The Edinburgh Reporter has been keeping a canny eye on these thespian tyro upstarts who embrace this radical adaptation of the ancient Greek comedy about women on a sex strike during the Peloponnesian Wars between Athens and Sparta. It is the first production from The Attic Collective, a new Scottish theatre company.
411 BC – After two decades of war – fathers, sons, husbands and brothers are still dying. Sisters, mothers, wives and lovers feel powerless to stop it. The Athenean City Fathers have still not learned from the disastrous rout of their navy at the Battle Of Syracuse, Sicily – 413BC.

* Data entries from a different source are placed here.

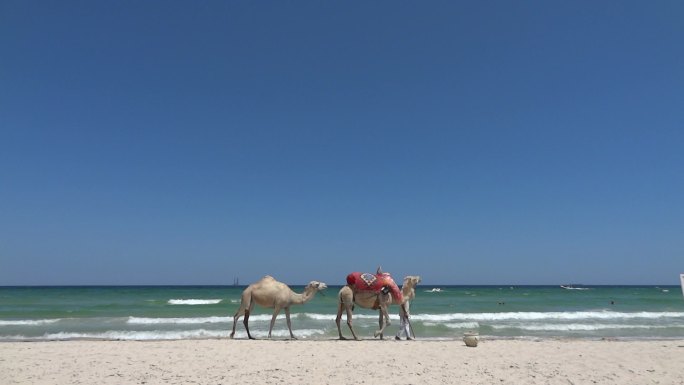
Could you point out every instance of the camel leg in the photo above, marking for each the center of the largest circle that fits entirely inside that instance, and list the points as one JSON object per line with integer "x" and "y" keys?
{"x": 289, "y": 325}
{"x": 275, "y": 314}
{"x": 338, "y": 318}
{"x": 381, "y": 325}
{"x": 246, "y": 320}
{"x": 236, "y": 318}
{"x": 349, "y": 318}
{"x": 384, "y": 320}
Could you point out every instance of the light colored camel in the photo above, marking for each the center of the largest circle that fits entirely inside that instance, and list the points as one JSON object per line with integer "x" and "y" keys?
{"x": 269, "y": 293}
{"x": 347, "y": 297}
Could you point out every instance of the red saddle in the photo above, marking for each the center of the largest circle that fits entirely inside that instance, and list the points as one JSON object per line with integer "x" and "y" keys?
{"x": 375, "y": 283}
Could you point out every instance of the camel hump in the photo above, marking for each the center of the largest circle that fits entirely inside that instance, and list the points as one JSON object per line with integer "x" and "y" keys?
{"x": 351, "y": 279}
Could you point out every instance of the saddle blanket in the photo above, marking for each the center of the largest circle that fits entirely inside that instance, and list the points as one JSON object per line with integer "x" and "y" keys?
{"x": 375, "y": 283}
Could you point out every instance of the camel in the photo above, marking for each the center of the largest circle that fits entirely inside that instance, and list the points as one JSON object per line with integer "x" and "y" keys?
{"x": 381, "y": 300}
{"x": 269, "y": 293}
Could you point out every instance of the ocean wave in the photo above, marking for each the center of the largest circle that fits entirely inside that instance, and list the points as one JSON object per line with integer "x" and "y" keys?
{"x": 455, "y": 325}
{"x": 582, "y": 327}
{"x": 38, "y": 322}
{"x": 191, "y": 320}
{"x": 193, "y": 301}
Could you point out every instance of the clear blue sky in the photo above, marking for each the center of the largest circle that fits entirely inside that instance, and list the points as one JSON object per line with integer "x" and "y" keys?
{"x": 470, "y": 142}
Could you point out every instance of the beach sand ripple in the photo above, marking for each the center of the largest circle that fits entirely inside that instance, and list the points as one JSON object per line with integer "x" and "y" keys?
{"x": 342, "y": 362}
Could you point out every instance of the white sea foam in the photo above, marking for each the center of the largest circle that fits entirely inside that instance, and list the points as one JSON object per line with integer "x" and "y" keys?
{"x": 160, "y": 335}
{"x": 193, "y": 301}
{"x": 538, "y": 316}
{"x": 454, "y": 325}
{"x": 38, "y": 322}
{"x": 192, "y": 320}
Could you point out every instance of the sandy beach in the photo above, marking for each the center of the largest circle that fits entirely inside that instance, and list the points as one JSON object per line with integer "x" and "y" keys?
{"x": 342, "y": 362}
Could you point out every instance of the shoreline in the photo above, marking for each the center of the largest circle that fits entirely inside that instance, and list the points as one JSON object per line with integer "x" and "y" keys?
{"x": 325, "y": 361}
{"x": 370, "y": 338}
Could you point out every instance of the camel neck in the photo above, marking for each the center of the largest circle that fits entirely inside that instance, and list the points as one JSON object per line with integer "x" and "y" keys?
{"x": 299, "y": 299}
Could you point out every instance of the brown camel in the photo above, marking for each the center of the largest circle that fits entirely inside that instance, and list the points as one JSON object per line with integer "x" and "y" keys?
{"x": 269, "y": 293}
{"x": 381, "y": 300}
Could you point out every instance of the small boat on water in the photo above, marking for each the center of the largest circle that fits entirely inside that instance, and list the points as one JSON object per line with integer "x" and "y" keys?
{"x": 571, "y": 287}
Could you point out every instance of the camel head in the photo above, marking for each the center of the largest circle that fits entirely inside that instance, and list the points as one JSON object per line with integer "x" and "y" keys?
{"x": 411, "y": 280}
{"x": 315, "y": 286}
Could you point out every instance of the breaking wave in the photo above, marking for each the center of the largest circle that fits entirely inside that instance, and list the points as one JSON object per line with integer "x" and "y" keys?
{"x": 194, "y": 301}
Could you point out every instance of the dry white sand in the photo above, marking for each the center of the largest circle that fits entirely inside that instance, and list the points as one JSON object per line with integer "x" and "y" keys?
{"x": 342, "y": 362}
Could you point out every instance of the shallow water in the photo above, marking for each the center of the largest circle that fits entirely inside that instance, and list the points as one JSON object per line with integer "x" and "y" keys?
{"x": 438, "y": 312}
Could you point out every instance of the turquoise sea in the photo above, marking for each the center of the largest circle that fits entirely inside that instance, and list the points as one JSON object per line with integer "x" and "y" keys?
{"x": 438, "y": 312}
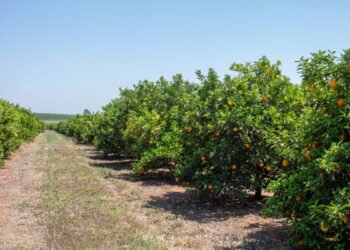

Having invented the word hubris – they are condemned to ignore its consequences. They soon learn the consequences of another word they invented – irony. Lysistrata gathers together women from every state, both Athenians and Spartans, to enact her plan. The men will be denied what they desire the most. To continue to get a piece of the action – they need to action Peace. To add insult to coitus-repulsa, the women also occupy the treasury temple.
Full of raucous, bawdy humour, first performed in classical Athens in 411 BC, Lysistrata was an early exposé of sexual relations in a male-dominated society. Reimagined in a near future, 21st century setting, this adaptation holds the mirror up to show us as being no less divided and no less ridiculous.
War. Sex. Power. A contemporary battle of the sexes.
The productions in the first season are united by the themes of Cash, Capital, Women and War.
Lysistrata will be followed by the world premiere of Jo Clifford’s previously unperformed play War in America in May 2017, and a new adaptation of Bertolt Brecht’s The Threepenny Opera in September 2017.